Some composite texts, finally, are neither corpora, nor anthologies, nor cyclic works: they are otherwise unitary texts within which other texts are embedded. In general, they may be treated in the same way as unitary texts, using the normal TEI and body elements. The embedded text itself may be encoded using the text element, which may occur within quotations or between paragraphs or other chunk-level elements inside the sections of a larger text. For further discussion, see chapter 4 Default Text Structure.

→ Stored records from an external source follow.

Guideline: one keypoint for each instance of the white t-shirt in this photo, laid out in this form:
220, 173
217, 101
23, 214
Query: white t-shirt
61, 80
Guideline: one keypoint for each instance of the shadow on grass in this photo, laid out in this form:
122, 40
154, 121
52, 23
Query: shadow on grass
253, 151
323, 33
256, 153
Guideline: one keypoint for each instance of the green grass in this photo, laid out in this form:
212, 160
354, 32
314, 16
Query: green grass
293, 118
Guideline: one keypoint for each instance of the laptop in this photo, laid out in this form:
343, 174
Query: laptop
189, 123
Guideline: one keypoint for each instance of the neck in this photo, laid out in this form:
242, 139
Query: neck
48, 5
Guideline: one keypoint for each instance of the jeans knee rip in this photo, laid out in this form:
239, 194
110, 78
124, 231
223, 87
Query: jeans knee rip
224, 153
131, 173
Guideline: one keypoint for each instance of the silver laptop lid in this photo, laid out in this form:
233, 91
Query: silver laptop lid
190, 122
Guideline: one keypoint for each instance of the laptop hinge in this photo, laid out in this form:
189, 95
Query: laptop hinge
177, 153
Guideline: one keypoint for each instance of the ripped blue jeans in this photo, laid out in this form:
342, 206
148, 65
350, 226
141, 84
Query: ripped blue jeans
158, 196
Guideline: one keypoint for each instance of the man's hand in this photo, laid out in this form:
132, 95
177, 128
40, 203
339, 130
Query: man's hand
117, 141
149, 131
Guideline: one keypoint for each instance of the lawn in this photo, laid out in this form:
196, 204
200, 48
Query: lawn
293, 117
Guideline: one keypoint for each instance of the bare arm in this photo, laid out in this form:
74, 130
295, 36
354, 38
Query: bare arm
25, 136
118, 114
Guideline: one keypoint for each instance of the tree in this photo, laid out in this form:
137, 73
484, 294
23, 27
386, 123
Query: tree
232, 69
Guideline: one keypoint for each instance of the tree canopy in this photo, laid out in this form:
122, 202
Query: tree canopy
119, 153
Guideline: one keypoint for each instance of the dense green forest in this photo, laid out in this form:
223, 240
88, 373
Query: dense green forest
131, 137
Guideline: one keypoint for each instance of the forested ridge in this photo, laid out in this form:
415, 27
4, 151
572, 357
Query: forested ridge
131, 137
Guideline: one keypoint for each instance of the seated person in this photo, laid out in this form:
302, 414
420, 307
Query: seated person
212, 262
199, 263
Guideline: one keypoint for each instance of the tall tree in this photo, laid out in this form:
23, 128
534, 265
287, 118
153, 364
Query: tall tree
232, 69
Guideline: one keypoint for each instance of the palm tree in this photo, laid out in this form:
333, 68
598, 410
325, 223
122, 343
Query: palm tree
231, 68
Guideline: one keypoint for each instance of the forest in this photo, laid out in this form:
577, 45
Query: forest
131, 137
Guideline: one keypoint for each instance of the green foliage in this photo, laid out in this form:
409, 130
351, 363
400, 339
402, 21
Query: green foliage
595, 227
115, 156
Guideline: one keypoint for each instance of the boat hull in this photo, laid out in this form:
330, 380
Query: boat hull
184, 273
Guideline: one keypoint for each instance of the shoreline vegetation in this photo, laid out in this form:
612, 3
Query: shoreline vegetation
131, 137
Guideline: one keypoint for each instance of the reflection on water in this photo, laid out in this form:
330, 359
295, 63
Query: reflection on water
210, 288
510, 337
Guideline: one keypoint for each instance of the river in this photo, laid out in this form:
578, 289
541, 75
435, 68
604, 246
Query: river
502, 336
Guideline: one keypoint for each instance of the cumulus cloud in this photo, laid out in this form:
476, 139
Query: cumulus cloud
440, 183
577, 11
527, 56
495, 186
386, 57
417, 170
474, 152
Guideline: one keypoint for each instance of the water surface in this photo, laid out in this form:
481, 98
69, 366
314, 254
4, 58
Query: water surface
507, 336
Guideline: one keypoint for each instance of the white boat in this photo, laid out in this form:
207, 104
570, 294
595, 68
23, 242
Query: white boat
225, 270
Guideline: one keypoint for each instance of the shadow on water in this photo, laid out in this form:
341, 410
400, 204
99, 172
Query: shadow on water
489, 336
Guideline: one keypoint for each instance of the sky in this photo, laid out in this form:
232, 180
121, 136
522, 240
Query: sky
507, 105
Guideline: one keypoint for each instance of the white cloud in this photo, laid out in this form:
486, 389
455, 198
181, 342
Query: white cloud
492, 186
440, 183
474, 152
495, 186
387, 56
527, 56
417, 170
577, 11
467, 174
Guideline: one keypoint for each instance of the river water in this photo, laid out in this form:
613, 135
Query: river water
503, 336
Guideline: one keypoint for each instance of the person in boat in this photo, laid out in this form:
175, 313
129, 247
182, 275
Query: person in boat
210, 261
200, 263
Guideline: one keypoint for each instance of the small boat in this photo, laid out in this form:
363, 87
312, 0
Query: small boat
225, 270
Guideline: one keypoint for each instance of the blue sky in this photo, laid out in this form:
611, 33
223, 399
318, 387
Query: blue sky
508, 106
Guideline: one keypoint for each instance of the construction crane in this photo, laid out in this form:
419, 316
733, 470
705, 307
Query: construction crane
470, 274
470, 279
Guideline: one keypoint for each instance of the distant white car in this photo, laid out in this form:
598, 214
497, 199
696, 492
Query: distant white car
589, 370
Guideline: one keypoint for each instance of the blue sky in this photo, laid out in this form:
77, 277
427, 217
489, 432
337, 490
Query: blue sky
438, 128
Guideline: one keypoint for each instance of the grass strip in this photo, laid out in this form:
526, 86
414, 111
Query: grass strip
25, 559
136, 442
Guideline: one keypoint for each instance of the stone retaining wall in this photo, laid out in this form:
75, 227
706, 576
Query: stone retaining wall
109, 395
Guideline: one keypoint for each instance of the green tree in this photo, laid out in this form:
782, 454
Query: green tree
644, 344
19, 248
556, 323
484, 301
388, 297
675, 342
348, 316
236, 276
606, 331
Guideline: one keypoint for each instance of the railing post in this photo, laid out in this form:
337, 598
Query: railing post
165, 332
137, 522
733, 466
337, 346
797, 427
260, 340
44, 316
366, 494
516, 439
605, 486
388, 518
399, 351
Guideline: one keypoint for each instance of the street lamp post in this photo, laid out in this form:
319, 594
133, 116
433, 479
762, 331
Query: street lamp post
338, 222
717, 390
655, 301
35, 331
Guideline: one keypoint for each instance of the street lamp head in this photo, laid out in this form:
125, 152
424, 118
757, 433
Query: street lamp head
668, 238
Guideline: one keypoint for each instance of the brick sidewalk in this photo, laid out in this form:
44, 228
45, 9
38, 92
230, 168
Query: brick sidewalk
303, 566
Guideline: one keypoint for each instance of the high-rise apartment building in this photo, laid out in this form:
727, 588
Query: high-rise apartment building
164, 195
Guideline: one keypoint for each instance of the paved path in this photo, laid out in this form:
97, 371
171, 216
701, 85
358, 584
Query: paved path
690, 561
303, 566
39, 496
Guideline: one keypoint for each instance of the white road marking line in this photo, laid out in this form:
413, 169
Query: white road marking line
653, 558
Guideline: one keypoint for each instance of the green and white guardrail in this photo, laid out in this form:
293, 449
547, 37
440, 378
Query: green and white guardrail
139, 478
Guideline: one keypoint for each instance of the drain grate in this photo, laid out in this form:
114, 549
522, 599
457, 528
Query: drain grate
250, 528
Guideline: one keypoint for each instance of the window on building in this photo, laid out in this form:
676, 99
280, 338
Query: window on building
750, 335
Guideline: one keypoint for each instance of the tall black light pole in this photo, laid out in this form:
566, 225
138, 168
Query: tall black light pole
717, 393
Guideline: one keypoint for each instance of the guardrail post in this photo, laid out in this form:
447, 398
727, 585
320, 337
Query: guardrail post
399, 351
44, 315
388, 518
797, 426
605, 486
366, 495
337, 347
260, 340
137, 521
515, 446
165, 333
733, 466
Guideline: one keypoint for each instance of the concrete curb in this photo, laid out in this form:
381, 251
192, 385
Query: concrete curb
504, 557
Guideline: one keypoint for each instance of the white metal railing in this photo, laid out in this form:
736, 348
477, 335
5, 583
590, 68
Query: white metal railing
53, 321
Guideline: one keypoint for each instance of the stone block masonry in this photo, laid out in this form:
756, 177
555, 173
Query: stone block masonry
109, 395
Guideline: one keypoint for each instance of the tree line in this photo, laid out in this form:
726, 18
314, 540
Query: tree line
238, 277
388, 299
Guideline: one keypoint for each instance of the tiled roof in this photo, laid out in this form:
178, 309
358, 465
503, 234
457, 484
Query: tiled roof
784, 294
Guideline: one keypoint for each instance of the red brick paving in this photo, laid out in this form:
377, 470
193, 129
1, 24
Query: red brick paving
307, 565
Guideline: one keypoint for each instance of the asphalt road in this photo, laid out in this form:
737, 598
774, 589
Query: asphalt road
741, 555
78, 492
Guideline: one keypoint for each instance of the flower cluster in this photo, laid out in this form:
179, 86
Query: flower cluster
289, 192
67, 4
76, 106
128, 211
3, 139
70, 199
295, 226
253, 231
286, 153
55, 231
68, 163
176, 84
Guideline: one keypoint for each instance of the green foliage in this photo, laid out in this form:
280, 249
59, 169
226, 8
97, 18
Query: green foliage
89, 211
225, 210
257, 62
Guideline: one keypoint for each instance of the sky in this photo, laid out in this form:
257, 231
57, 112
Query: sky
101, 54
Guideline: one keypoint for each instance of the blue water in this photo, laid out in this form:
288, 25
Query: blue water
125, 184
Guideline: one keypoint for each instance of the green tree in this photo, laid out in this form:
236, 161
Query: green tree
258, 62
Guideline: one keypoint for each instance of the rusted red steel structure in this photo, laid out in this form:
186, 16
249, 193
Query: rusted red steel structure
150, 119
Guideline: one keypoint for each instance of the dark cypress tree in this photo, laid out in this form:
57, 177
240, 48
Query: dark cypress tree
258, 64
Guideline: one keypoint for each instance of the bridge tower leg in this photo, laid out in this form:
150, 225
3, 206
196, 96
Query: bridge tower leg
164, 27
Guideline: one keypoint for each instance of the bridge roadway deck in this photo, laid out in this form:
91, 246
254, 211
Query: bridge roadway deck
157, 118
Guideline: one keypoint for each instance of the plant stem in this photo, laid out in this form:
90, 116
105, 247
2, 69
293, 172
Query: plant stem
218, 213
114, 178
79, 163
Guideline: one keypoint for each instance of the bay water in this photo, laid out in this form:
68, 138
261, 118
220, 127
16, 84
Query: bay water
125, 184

All composite texts share the characteristic that their different component texts may be of structurally similar or dissimilar types. If all component texts may all be encoded using the same module, then no problem arises. If however they require different modules, then these must be included in the schema. This process is described in more detail in section 1.1 TEI Modules.

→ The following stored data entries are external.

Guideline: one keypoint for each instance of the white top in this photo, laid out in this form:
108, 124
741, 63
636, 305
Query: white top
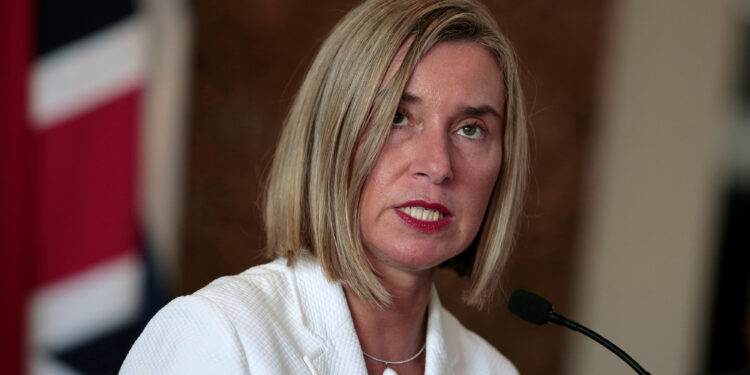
275, 319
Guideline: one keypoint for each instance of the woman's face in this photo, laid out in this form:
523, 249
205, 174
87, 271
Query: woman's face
426, 197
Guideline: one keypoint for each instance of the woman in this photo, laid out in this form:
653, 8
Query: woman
405, 149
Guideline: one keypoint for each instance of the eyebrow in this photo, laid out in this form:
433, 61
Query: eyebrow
479, 111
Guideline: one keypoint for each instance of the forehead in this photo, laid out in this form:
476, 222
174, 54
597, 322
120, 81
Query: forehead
463, 69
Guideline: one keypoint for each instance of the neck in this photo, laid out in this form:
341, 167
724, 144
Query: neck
398, 331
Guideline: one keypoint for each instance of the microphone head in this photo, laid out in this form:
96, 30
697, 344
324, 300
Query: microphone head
530, 307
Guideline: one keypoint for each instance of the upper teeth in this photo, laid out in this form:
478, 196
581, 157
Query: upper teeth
421, 213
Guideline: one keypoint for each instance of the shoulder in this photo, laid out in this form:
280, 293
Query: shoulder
478, 356
189, 335
222, 327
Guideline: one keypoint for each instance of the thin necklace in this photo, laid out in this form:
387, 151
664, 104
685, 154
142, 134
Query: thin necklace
388, 369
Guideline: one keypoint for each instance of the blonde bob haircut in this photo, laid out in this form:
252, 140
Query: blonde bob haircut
312, 197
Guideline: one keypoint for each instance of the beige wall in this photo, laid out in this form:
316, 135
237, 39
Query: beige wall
656, 170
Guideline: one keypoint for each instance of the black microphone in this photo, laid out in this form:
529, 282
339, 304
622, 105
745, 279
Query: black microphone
535, 309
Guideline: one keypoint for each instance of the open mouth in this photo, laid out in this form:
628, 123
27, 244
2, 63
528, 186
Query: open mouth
424, 216
421, 213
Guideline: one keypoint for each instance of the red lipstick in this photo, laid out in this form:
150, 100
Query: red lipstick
422, 225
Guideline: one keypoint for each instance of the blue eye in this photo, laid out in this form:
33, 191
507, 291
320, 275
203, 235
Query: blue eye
399, 119
471, 131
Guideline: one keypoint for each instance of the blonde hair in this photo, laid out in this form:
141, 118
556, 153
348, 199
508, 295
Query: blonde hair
314, 184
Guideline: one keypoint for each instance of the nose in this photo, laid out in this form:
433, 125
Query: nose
431, 156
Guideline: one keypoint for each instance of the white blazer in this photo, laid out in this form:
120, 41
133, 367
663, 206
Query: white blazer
274, 319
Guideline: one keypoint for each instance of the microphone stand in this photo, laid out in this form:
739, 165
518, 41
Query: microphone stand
563, 321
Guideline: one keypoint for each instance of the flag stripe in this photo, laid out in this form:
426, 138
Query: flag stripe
61, 21
59, 315
86, 189
15, 55
83, 74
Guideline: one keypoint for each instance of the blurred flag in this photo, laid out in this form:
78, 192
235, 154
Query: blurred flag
76, 261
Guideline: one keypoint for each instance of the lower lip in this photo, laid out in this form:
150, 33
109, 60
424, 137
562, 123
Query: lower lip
421, 225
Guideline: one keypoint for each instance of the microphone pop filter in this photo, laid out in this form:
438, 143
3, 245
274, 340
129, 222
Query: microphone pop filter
530, 307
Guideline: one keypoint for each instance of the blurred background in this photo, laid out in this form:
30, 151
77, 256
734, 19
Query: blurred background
134, 136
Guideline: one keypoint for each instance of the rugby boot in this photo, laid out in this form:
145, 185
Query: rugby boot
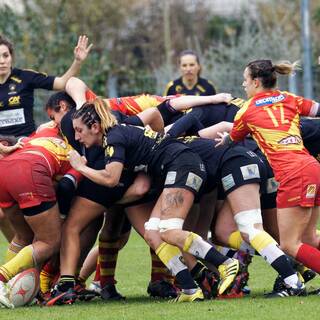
184, 297
162, 289
228, 272
236, 290
84, 294
59, 297
4, 296
208, 281
109, 292
95, 286
299, 290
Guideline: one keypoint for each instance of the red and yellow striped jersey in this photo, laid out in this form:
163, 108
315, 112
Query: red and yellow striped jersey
273, 118
135, 104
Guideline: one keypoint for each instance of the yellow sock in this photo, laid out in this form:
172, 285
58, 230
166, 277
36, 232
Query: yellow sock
189, 240
12, 250
166, 252
46, 280
262, 240
22, 261
235, 240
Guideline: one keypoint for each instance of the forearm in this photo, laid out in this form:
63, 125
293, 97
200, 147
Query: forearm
76, 89
185, 102
102, 177
212, 131
184, 124
60, 82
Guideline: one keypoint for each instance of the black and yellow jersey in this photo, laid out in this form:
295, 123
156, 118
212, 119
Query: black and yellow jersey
203, 87
17, 99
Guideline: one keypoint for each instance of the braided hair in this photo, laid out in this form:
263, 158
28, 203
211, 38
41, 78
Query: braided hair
96, 111
266, 71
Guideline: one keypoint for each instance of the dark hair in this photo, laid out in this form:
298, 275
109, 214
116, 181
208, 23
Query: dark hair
54, 101
189, 52
266, 71
6, 42
87, 114
96, 111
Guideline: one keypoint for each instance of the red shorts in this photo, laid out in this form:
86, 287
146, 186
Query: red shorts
302, 188
26, 180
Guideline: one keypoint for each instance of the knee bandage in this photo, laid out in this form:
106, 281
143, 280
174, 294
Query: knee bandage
171, 224
195, 245
246, 221
171, 257
152, 224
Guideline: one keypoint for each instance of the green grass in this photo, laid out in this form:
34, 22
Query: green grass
133, 276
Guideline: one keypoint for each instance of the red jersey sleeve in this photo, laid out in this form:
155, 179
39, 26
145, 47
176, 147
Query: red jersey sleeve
240, 130
305, 107
90, 95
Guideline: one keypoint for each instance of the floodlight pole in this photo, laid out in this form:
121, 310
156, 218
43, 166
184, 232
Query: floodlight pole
306, 48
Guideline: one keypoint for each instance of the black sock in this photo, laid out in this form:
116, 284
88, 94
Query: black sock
215, 257
185, 280
66, 282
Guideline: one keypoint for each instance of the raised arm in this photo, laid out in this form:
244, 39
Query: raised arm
80, 54
109, 176
76, 89
186, 102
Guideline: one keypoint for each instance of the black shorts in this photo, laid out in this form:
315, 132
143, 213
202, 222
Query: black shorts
103, 195
240, 171
186, 171
269, 188
169, 115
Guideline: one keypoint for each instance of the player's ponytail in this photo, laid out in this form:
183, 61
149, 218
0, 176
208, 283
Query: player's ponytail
96, 111
266, 71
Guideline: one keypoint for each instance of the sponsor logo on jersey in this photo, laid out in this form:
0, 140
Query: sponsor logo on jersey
11, 117
311, 191
269, 100
290, 140
178, 88
272, 185
171, 177
104, 141
250, 171
228, 182
14, 101
109, 151
16, 79
12, 89
194, 181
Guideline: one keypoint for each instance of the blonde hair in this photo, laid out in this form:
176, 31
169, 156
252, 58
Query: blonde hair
96, 111
266, 71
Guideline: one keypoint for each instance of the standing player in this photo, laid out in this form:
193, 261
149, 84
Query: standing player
273, 119
190, 82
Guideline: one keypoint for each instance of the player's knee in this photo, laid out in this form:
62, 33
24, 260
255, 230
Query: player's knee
248, 222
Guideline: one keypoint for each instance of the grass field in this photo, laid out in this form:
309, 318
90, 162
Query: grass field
133, 276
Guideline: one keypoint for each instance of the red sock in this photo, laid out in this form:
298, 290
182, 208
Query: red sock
97, 274
108, 255
2, 278
309, 256
158, 269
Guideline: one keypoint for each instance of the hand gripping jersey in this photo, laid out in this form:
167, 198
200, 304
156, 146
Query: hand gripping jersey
135, 104
203, 87
202, 117
138, 147
17, 99
52, 147
273, 120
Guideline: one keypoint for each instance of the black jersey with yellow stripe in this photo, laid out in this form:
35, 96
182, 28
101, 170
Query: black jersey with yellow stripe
17, 99
203, 87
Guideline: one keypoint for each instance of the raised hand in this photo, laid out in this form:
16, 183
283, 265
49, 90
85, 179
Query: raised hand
82, 49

15.2 Contextual InformationTEI: Contextual Information¶
Contextual information is of particular importance for collections or corpora composed of samples from a variety of different kinds of text. Examples of such contextual information include: the age, sex, and geographical origins of participants in a language interaction, or their socio-economic status; the cost and publication data of a newspaper; the topic, register or factuality of an extract from a textbook. Such information may be of the first importance, whether as an organizing principle in creating a corpus (for example, to ensure that the range of values in such a parameter is evenly represented throughout the corpus, or represented proportionately to the population being sampled), or as a selection criterion in analysing the corpus (for example, to investigate the language usage of some particular vector of social characteristics).
Such contextual information is potentially of equal importance for unitary texts, and these Guidelines accordingly make no particular distinction between the kinds of information which should be gathered for unitary and for composite texts. In either case, the information should be recorded in the appropriate section of a TEI Header, as described in chapter 2 The TEI Header. In the case of language corpora, such information may be gathered together in the overall corpus header, or split across all the component texts of a corpus, in their individual headers, or divided between the two. The association between an individual corpus text and the contextual information applicable to it may be made in a number of ways, as further discussed in section 15.3 Associating Contextual Information with a Text below.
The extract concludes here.